清禾看他一臉鄭重,也知道他說的是真心話,可之前她在新余車站那一齣,怕是很快就不能獨善其身了。
她深吸一口氣:“我確實也不想摻和進來,可你不覺得晚了嗎?”
火車上肯定不能待了,不說這車上還有沒有其他敵特,就是前面還不知道有多少未知的危險。
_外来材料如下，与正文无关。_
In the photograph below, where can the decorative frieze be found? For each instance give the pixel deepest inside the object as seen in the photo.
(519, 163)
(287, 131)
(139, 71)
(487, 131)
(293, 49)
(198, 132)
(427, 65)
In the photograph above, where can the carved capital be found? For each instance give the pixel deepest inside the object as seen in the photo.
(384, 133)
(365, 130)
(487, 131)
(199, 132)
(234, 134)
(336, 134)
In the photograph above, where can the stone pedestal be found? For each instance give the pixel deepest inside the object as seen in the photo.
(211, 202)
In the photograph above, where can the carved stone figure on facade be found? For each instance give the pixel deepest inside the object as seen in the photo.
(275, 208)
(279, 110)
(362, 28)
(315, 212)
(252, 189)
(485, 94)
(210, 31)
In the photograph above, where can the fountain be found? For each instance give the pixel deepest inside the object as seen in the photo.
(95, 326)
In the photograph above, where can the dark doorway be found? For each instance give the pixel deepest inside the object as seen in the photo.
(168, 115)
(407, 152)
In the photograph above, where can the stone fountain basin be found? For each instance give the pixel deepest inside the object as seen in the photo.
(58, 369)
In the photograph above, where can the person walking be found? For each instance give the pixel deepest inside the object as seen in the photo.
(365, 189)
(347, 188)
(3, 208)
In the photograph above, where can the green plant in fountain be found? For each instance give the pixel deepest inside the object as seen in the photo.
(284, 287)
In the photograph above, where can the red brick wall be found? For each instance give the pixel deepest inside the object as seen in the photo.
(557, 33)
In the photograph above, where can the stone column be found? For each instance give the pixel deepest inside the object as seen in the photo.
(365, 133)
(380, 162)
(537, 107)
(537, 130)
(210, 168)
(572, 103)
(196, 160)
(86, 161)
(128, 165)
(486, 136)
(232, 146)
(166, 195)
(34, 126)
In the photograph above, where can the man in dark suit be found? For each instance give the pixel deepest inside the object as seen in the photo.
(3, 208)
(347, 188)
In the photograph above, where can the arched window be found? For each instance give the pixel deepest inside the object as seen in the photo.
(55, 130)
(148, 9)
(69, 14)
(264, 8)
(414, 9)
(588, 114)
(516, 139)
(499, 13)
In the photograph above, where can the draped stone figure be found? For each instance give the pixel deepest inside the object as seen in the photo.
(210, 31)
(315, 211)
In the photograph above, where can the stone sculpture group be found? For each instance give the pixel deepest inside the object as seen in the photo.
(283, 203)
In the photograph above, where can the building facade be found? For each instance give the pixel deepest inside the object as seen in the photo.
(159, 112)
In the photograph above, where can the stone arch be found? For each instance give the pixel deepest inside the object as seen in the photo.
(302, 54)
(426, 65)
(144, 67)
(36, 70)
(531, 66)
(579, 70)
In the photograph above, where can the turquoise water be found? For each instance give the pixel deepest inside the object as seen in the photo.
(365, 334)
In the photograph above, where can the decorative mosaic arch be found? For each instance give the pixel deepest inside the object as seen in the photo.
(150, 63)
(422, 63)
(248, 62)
季景行出事後,再一次有了輕生的念頭,覺得自己活著已經沒有任何意義,還給別人添了麻煩。
因為他一個半死不活的人,還要別人用失去生命的代價護他,他有些接受不了。
正好到了吃飯的點,清禾也沒催:“你們仔細想想,我先去餐車那邊一趟。”
出了這麼多事,清禾自然也沒什麼心情再做飯,先給自己打了一份飯菜吃了,這才又給季景行也挑著他能吃的打了一份,避開人在裡面滴了幾滴空間泉水,準備帶回去交差。
只是她剛出餐車,就遇到了來接她的人。
之前都是她做好了,讓人來取,現在都這樣了,清禾也沒有再顧忌。
只是沒想到季景行竟然用絕食來表決心,他想讓清禾離開。
清禾直接發了火,咬牙壓著火氣開罵道:“你他媽的腦袋進水了是吧,這麼多人耗著時間就為了護住你,你他媽的還耍上性子了,你以為這樣你就是大義凜然的英雄了?
錯,你要真這樣,我還真就看不起你。
為什麼上面這麼大費周章地保護你,為什麼那麼多人盯著你,還不是都覺得你值得。
你要是聽不進去,還要自暴自棄下去,那當我什麼也沒說,你要是還有民族氣節,那就努力活著,將來研究出更多更優良的武器,回報國家和護著你的人。”
季景行就那麼直勾勾的看著清禾:“你罵的對,是我.....”
他沒再往下說,而是看向一旁的周叔。
周叔趕緊上前,把人扶了起來,然後把飯盒開啟,放到小餐桌上。
在季景行看不到的地方,衝著清禾給她豎了一個大拇指。
可能也是受清禾剛才那番話的影響,季景行今天死撐著吃到了一半,這才沒了力氣。
清禾今天特意加了兩滴空間泉水,季景行愣是強撐著比以往多吃了一些。
飯盒收走後,季景行看向周叔:“我聽顧清禾的。”
周叔在聽到他這話時,眼睛都有些溼潤了,這一路其實他一直在擔心季景行受不了,直接自暴自棄,精神徹底崩潰。
而且就在之前季景行是真的想放棄,要不是清禾那一通罵,他都不知道該怎麼收場。
周叔這時也恢復了精氣神:“我知道了,這就去安排。”
剛才他們已經商量好了,他們要在列車進宜春站之前讓車臨時停車,正好再往前走就是分宜,本來這車到分宜是不停靠的。
沒一會周叔便走了回來,他已經跟列車長說好了,會在那臨時停靠兩分鐘,不,也許兩分鐘都用不了,只要他們一下車,列車便馬上駛出。
清禾回自己鋪位那邊,把自己的東西收拾好,身上只留了一個自制的雙肩包,其他的東西全都交給了周叔。
周叔也給季景行準備了一身換洗的衣服,還有他要服用的藥,全部裝到清禾的包裡。